Thursday, February 25, 2010

Germans investigate Catholic school sex abuse

Last updated February 25, 2010 8:05 a.m. PT

Germans investigate Catholic school sex abuse

The Jesuit's Alosius Kolleg is pictured in Bonn, Germany, on Thursday, Feb. 25, 2010. A sexual abuse scandal in Jesuit-run German schools involves more than a hundred former pupils. The claims date from the late 1950s to well into the 1990s. Media reported that the prosecutor's office in Bonn opened an investigation against the former director of the Jesuits' Aloisius Kolleg on Wednesday. (AP Photo/Martin Meissner)
BERLIN -- German prosecutors have opened investigations into allegations of sexual abuse at two Roman Catholic schools - the first legal action since reports of priests abusing students surfaced in January.

Senior prosecutor Andrea Titz in Munich is investigating claims of abuse against a member of a Benedictine-run boarding school in Ettal, Bavaria, her office said in a statement Thursday.
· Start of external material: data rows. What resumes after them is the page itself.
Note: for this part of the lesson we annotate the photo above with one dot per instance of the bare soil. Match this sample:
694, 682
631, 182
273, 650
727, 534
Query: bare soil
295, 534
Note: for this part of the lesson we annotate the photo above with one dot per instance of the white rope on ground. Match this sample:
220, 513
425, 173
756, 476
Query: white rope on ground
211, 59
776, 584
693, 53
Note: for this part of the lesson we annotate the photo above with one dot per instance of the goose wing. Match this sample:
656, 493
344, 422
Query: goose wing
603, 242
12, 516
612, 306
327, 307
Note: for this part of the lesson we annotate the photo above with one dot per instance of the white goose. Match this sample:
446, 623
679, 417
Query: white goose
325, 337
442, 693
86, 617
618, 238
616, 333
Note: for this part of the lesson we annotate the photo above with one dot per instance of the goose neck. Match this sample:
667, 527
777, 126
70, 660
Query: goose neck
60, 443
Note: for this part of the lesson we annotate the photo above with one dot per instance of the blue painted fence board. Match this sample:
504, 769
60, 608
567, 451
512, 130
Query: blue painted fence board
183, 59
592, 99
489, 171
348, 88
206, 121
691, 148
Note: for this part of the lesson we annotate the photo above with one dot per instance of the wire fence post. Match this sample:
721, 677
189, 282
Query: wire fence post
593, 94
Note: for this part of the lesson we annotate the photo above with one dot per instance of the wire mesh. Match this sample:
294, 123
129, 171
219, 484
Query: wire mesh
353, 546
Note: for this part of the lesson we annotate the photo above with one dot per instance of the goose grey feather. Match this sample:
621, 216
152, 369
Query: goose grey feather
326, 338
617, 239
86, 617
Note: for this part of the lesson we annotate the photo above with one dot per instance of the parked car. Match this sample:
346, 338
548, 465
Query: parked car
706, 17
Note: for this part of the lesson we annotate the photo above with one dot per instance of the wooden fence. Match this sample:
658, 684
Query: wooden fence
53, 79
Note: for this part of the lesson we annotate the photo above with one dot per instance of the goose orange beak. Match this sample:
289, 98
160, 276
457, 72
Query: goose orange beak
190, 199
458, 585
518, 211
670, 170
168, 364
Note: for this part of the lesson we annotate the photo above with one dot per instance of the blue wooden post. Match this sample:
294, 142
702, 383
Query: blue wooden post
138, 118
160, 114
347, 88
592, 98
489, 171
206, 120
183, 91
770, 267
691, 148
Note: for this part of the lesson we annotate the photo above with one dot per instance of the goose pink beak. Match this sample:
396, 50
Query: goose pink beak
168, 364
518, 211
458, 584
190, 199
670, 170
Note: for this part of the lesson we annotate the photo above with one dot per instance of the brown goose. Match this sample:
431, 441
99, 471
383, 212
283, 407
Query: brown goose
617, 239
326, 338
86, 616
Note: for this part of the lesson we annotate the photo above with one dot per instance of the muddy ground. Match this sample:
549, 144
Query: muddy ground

Barnabas Boegle, the abbot of the Ettal Monastery, which runs the school, stepped down Wednesday after eight former students said they had been abused by school priests in the 1950s, 70s and 80s.

News organizations also reported Thursday that Bonn prosecutors are investigating the former director of the Jesuits' Aloisius Kolleg school. The prosecutor's office could not immediately be reached for comment.

The daily paper Die Welt wrote that a student who is still enrolled at Aloisius Kolleg was allegedly abused in 2005 by former director Father Ludger Stueper. Several other alumni from Aloisius have also come out and accused Stueper of sexual abuse.

In addition, the number of students at several Catholic schools across Germany who claim they were sexually abused by priests has jumped to 150, a lawyer said.

Ursula Raue, an attorney appointed by the Jesuit Order to handle the charges, told the Associated Press that since seven alumni of the private Catholic Canisius Kolleg in Berlin first reported abuses in January, the accusations have "taken on a dimension of unbelievable proportions."

Raue said victims have identified 12 Jesuit priests by name and accused women in some cases.

The sexual abuse charges are the most widespread involving Catholic priests in Germany, the homeland of Pope Benedict XVI. Most of the cases date back to the 1970s and 1980s, and some as far back as the 1950s.

The statute of limitations has lapsed on most cases, meaning they cannot be prosecuted.

The German Bishops Conference noted that it drew up guidelines on dealing with sexual abuse in 2002. "We are not at the beginning of the discussion of such misconduct, even if we so far underestimated its scale," the conference said in a statement Thursday.